For cross-node or cross-restart persistence (Phase 3), add AshPostgres as a data layer and responses will be stored durably.

What gets cached

For each completed response, the cache stores:

  • id — the response ID
  • model — the model used
  • status — terminal state (completed, failed, or incomplete)
  • input — the original input sent by the client
  • output — all output items produced by the model
  • usage — token counts
  • created_at — timestamp

Responses in failed or incomplete states are cached but their output may be partial.

Chaining multiple turns

Each turn only needs to reference the immediately preceding response — not the entire chain. OpenResponses handles the reconstruction:

resp_001  resp_002  resp_003  resp_004 (current)

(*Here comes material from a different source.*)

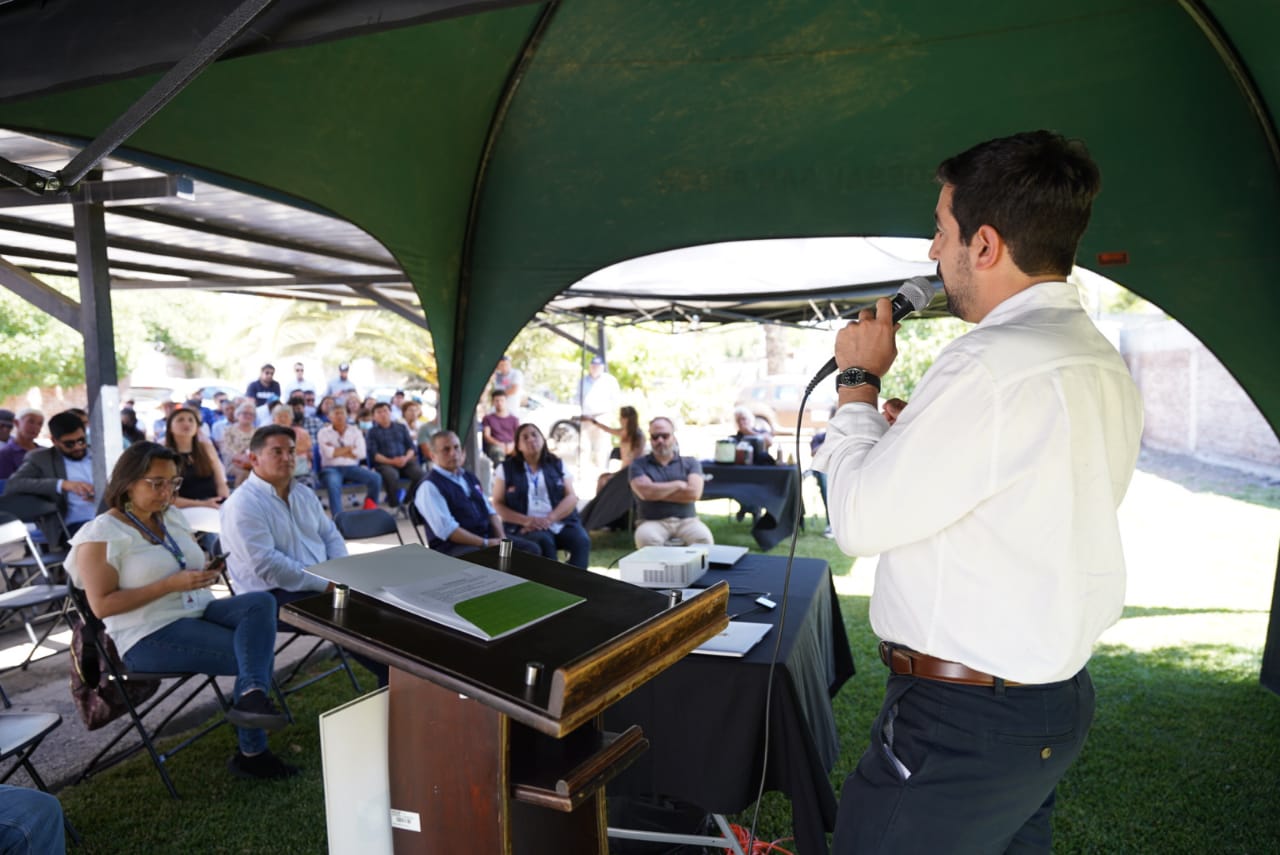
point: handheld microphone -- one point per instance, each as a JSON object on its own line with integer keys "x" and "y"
{"x": 913, "y": 296}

When processing resp_004, OpenResponses loads resp_003 from cache. resp_003's own context was already reconstructed when it was created, so its input field contains the full accumulated history up to that point.

Branching conversations

Because previous_response_id is just a reference, you can branch at any point:

resp_001
   resp_002a (branch A)
        resp_003a
   resp_002b (branch B)
         resp_003b

Both branches reference resp_001 but diverge from there. This is useful for showing users alternative continuations or implementing undo.